Type Miscast: The Reasoning Behind Jury's $7.5 Million Punitive Award After Tragic Diabetes Misdiagnosis
This week's feature tells the story of a diabetic six-year-old girl who died after her doctor misdiagnosed her disease. A New York jury found the doctor, Arlene Mercado, 100 percent liable for the death. And on top of the $500,000 in damages awarded the girl's mother, the jury hit Mercado with a $7.5 million punitive fee.
The damages were intended as compensation--in this case, $400,000 for the girl's pain and suffering, and $100,000 for the family's future economic loss. The $7.5 million, however, was pure deterrent, a punishment that jurors calibrated in proportion to the outrageousness of the malpractice.
So what did jurors see and hear before deciding to make it that high?
Evidence of a cover-up.
Certainly, the basic facts of Mercado's misdiagnosis, as we detail in the story, played a part in pushing up the award. According to Mercado's notes, she treated the girl, Claudialee Gomez-Nicanor, as if she had type 2 diabetes--even though type 2 is very rare in children younger than 10.
If a six-year-old has diabetes, one expert testified, there's "99.99 percent" chance it's type 1. And while type 2 damages the body slowly, type 1 can kill a person if not properly treated.
Mercado missed, or misread, the signs, and Claudialee ended up in the hospital with a blood sugar level five times higher than normal.

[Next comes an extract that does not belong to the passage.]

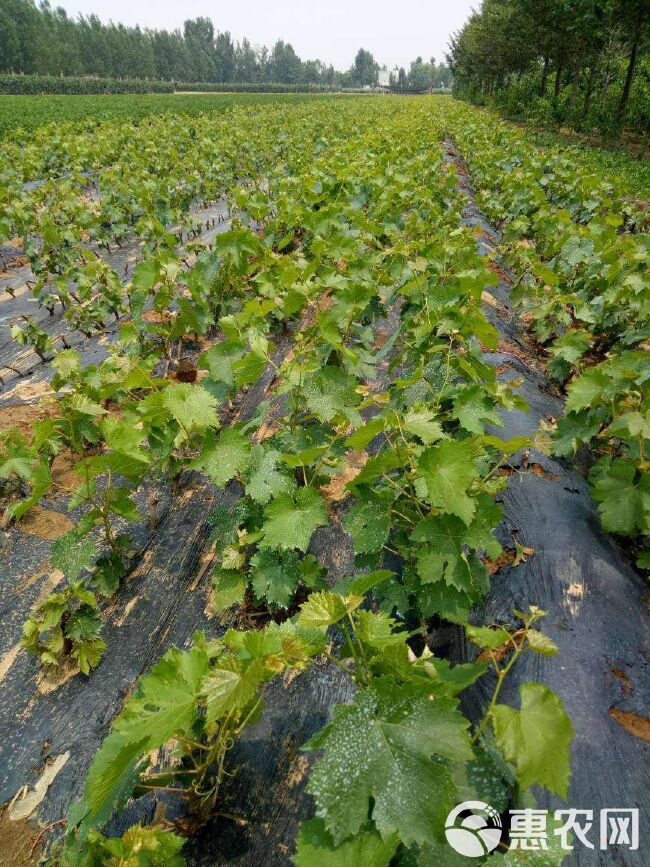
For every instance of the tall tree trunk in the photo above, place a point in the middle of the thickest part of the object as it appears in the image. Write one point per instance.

But while the doctor's mistake led to tragedy, nobody has questioned her intent.
Her actions over the next few months, however, were of a different strain.
Mercado admitted in court that, when she learned she was being subpoenaed, she threw away her written notes from Claudialee's visits. Before discarding them, though, she typed up copies for the court. At the bottom of those printed versions, beside her signature, she wrote the date of the corresponding appointment, not the date she actually signed the copy.

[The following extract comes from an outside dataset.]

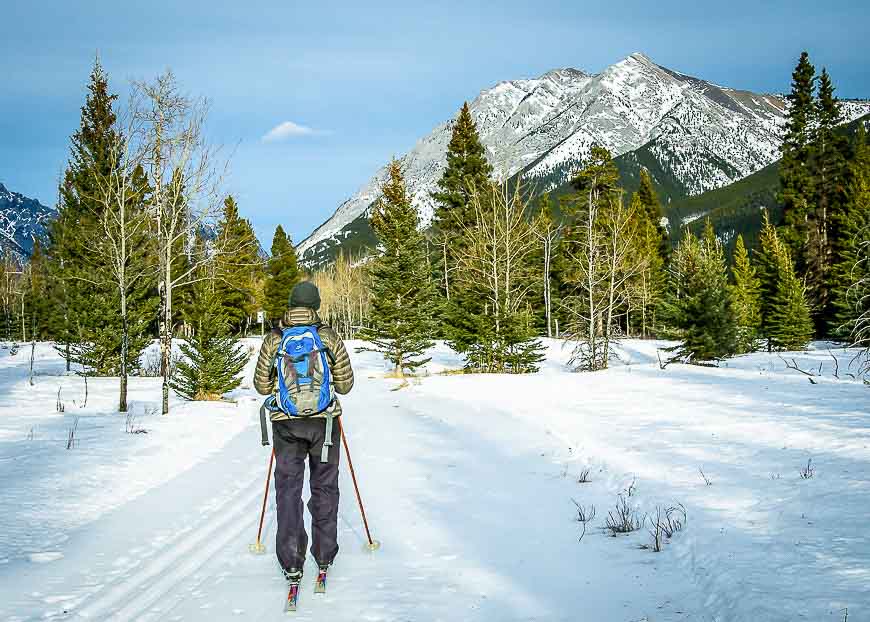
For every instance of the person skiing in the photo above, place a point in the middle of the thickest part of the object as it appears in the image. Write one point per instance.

These copies served as the only record of Mercado's real-time thought process during Claudialee's treatment.
Judge Darrell Gavrin scolded Mercado for tossing the original notes.
"They should be preserved, and every doctor knows that they must preserve their notes, for six or seven years, even if they're scribble notes and nobody understands what they say except the doctor," Gavrin said at the trial. "And then to type up the report after and have one page, as was argued, and not the rest, that is why I found that punitive damages should be submitted to this jury."
There was a major discrepancy between what the typed notes showed and what Claudialee's mother, Irma Nicanor, said happened. Nicanor said that after her December 12 appointment, Mercado's office scheduled their next meeting for February 23, a month after Claudialee died.
On Mercado's typed notes for the December 12 visit, however, she wrote that she would repeat blood testing within 30 days, which would have been before Claudialee's death.
"The doctor put certain information in the chart to give the appearance that she had made a medical course for Claudialee that, if followed, would've prevented this whole tragic circumstance from occurring," Nicanor's lawyer, Paul Hayt, said.
But Nicanor had kept the appointment card from Mercado's office that confirmed her version of events.
"Had she not had that appointment card," said Hayt, "she would be to blame for her child's death. She would, because she would've been the neglectful mother who did not bring her child to that appointment."